Chili's joins the casual-dining blame game
Its parent company claims the higher payroll tax and gas prices are responsible for slumping sales -- just like Red Lobster and Olive Garden.
We have met the enemy, and he is not us.
Why? Brinker fingered the lapsed Social Security payroll tax cut, rising gas prices and delayed federal tax refunds for its dour quarterly outlook.
If all of this sounds oddly familiar, it's because Olive Garden and Red Lobster parent company Darden International (DRI) made a similar claim while revising its annual forecast last week. Like Darden, however, Chili's and Brinker have a lot more dragging down their sales than just current events.
For much of of 2012, sales at Chili's and Brinker's second chain, Maggiano's Little Italy, were up 2.7% from 2011, and the company's share price increased 50%. Unfortunately for Chili's, 2-for-$20 meal deals contributed the biggest portion of that growth even as industry experts warned such pricing was unsustainable.
Now, Brinker says, sales at Chili's are down 2.2% for the third quarter and Maggiano's sales are flat. It's an industrywide problem for casual-dining establishments, whose collective sales have fallen each quarter since spring of 2010 as they increasingly lose customers ages 18 through 47, according to NPD Group.
The problem is especially acute for chains like Chili's, where the cost of meals has been rising and meal deals cut off a large chunk of profits.
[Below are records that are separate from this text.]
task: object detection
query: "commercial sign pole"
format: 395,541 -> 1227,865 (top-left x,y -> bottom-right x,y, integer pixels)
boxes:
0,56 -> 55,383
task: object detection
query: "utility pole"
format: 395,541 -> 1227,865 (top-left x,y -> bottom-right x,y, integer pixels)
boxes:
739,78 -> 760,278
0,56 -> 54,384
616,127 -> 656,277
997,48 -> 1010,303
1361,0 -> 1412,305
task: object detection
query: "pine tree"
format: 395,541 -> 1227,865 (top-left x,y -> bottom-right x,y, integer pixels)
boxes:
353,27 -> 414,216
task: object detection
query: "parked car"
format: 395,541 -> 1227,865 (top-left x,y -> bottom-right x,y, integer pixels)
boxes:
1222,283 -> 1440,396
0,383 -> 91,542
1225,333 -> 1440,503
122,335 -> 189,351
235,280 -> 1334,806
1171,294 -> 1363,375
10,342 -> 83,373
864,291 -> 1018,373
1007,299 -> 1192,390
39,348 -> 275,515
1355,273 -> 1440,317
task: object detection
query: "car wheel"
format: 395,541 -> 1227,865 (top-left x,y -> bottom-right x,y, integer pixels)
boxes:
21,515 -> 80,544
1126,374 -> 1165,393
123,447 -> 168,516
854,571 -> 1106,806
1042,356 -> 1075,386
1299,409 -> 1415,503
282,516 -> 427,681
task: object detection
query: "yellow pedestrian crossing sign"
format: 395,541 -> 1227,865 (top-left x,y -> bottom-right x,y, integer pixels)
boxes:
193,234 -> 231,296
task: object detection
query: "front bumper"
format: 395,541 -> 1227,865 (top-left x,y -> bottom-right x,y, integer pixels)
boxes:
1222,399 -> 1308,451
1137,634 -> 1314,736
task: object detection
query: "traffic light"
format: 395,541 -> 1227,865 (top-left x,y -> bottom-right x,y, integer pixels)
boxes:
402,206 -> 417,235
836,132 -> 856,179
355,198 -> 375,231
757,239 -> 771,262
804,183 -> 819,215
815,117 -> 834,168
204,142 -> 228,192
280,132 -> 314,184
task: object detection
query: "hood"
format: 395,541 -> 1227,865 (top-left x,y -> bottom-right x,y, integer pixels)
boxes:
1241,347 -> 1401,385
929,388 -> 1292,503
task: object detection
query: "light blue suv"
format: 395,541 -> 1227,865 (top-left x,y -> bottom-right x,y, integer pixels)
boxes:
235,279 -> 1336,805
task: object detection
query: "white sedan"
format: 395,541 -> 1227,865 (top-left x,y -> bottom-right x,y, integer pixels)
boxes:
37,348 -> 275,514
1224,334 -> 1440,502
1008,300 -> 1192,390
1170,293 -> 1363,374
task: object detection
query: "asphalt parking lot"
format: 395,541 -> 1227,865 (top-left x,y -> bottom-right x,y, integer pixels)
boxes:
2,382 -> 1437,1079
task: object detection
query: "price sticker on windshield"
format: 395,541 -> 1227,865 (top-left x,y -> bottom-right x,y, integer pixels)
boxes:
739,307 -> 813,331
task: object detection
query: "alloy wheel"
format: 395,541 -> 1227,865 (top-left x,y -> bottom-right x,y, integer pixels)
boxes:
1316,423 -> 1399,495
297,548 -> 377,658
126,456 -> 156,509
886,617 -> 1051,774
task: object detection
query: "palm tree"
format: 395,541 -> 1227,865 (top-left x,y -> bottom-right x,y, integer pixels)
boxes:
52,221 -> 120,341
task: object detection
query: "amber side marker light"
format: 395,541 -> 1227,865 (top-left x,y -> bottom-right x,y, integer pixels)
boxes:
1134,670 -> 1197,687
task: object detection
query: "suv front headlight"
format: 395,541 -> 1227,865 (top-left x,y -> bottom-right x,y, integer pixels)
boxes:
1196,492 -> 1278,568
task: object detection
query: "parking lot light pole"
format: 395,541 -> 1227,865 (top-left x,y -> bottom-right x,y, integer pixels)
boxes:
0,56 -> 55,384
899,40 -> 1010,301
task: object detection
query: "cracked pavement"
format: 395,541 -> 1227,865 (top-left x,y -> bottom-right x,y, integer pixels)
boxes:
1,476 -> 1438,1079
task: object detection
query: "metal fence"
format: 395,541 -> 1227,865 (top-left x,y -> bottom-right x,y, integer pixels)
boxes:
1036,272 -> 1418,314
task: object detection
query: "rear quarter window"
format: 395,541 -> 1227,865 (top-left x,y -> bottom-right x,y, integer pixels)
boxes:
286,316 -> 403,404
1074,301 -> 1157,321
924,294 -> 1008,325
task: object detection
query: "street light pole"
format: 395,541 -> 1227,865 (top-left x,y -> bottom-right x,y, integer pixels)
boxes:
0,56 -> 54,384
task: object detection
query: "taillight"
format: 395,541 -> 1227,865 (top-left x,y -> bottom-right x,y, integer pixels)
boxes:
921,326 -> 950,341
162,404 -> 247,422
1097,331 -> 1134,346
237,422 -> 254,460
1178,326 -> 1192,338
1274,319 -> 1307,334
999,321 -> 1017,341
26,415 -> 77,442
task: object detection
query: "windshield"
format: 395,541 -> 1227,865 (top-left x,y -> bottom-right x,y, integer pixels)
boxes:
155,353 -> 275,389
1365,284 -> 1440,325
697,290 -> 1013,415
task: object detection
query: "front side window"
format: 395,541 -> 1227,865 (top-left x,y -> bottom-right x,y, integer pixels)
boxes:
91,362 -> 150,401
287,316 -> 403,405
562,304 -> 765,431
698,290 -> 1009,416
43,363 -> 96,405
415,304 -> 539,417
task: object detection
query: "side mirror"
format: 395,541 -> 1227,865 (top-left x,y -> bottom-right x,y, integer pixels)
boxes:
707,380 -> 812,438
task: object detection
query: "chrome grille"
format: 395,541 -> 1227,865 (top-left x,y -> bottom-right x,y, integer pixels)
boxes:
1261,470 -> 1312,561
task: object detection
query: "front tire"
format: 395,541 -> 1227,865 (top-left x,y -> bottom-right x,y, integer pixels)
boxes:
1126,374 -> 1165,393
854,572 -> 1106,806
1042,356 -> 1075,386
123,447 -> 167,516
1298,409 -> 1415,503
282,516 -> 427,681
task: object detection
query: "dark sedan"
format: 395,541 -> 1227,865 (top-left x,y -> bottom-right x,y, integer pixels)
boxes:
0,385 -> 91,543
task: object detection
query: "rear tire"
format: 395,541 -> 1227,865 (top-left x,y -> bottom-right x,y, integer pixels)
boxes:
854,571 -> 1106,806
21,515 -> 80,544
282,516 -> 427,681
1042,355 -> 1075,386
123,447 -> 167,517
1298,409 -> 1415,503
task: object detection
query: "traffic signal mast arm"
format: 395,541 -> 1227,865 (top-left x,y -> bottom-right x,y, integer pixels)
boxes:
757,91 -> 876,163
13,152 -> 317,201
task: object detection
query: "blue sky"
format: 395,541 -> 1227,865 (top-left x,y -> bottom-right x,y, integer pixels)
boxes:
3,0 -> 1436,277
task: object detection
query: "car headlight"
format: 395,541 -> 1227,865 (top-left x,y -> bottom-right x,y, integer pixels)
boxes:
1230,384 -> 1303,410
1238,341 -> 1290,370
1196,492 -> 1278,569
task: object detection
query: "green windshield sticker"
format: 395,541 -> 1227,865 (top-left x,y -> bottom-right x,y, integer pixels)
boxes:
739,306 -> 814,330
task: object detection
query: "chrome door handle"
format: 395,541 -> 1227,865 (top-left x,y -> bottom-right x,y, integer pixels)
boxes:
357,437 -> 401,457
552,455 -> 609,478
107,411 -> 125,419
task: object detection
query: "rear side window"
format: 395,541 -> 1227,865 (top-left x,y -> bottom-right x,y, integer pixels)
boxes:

The cost of dining out climbed 2.7% over the last year, according to the Consumer Price Index. That's ahead of the 2.2% overall rate of inflation but still far less than customers absorb once a chain's sale prices fade away. Customer who pay $10 for a promotional deal will pay 20% to 40% more when the price rises to $12 or $14 a few months later.
Even Wal-Mart (WMT) used the same excuse as Brinker to explain away its soft performance in January -- despite competitors like Target (TGT), Macy's (M) and TJX (TJX) reporting rising sales during the same month. But the casual-dining industry's woes predate the items on Brinker's current list of problems.
It's not about the portion size, and it's not even about the product's quality. It's about the value. If diners are willing to lap up your meals at $10 but turn up their noses when they're $2 to $4 more, no drop in payroll taxes or gas prices will make them change their minds.
The way the economy is heading, the only meals we will be eaten will be at the Costco restaurant:
Hot Dog and Coke $1.50
Pizza $1.99
My wife and I both went from working overtime...to no overtime...to part time...to doing what ever it takes to pay bills (mostly small contract work) and not knowing how we will make it through the year. Can't speak for anyone else, but we won't be eating at Chili's anytime soon.
We see no strength in the economy. We see no strenght in our client's business.
This author is apparently an expert on restaurants, where-as those whom actually run them apparently have no clue...yeah right.
When it comes to restaurants, the lion's share of the market goes to the new ones and the established ones that managed to rise above the competition. There have to be at least twenty restaurants in the same price and product category as Chili's in my town and I haven't been to all of them, so why should I go back to Chili's instead of trying one I haven't been to or better yet a good local non-chain place?
The price of ultimate success for chain places is ubiquity. They're everywhere and not all that different from their competition. I can go to a Chili's in any large town in America and it's the same menu and environment where ever. Been there and done that. I like trying something new or at least something that I can't get anywhere.
[Sung to the tune of the baby back ribs jingle]
I want my Obama tax Obama tax Obama tax Obama tax Obama tax Obama tax...hikes, I want my Obama tax Obama tax Obama tax Obama tax Obama tax Obama tax...hikes, I want my Obama tax Obama tax Obama tax Obama tax Obama tax Obama tax...hikes...Obama...taaaaaaax hiiiiiiiiiikes! Barbecue sauce!